松本 福本豊さんです。シーズン106盗塁(1972年)、13年連続盗塁王。足はもちろん速かったですが、盗塁は、ふつうの選手よりかなり手前でスライディングしていましたね。福本さんが四球で出塁して二盗、バントで三塁に送って、犠牲フライ。ノーヒットで先制点を挙げるのが、阪急黄金時代の得点パターンでした。また、最近では珍しい「スリコギ型バット」でボールにぶつけるように打って、通算208本塁打とパンチ力もありました。
── 次は誰でしょうか。
松本 吉田正尚(現・レッドソックス)です。正尚は四球が多くて三振が少なく、チャンスに強い。イチローや福本さんにも共通したのですが、チャンスに打てなくても「あいつが打てないのなら仕方ない」と思わせる打者でした。そのような雰囲気を醸し出しているのが、今なら森友哉です。昨年の西武との開幕戦で9回に同点本塁打。頼りになるところを見せてくれています。西武在籍時からいい場面で打つイメージがありましたが、オリックスに移籍してもそこは変わりません。
── 4人目をお願いします。
松本 加藤英司さんです。阪急黄金時代の不動の3番打者で、通算2055安打を放ち、首位打者2回、打点王3回。左打席から、内角低めの球をレフト前に持っていく技術の高い打撃が印象的でした。
── 最後の5人目はどなたになりますか。
松本 石嶺和彦です。彼は捕手で入団したのですが、左膝半月板を痛めてDHでの出場がほとんどでした。右手でリンゴを握りつぶしてしまうほどの握力、強いリストの持ち主で、パンチ力がすごかった。三振の少ない打者で、当時の日本記録である「56試合連続出塁」をつくったのも納得です。

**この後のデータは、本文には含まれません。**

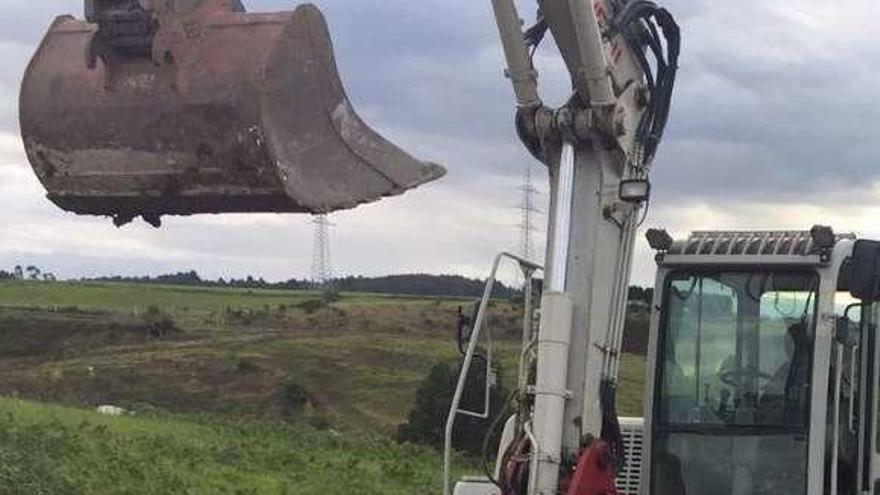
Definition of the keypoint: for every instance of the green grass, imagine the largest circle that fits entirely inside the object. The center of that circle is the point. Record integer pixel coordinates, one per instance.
(358, 361)
(132, 297)
(53, 450)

今年3月末にオリックスを定年退職した松本正志氏(写真中央) photo by Sankei Visualこの記事に関連する写真を見る
【阪急4連覇とオリックス3連覇を比較】
── 阪急4連覇の時代と、昨年まで3連覇のオリックスとの相違点は?
松本 阪急時代は福本豊さんや簑田浩二さんら1、2番に足があって、下位の打者もパンチ力があって、一発長打を秘めていました。大熊忠義さん、大橋穣さん、中沢伸二さんたちがそうです。現在のオリックスはデータを重視し、相手チームが嫌がる打順を何通りも考えている気がします。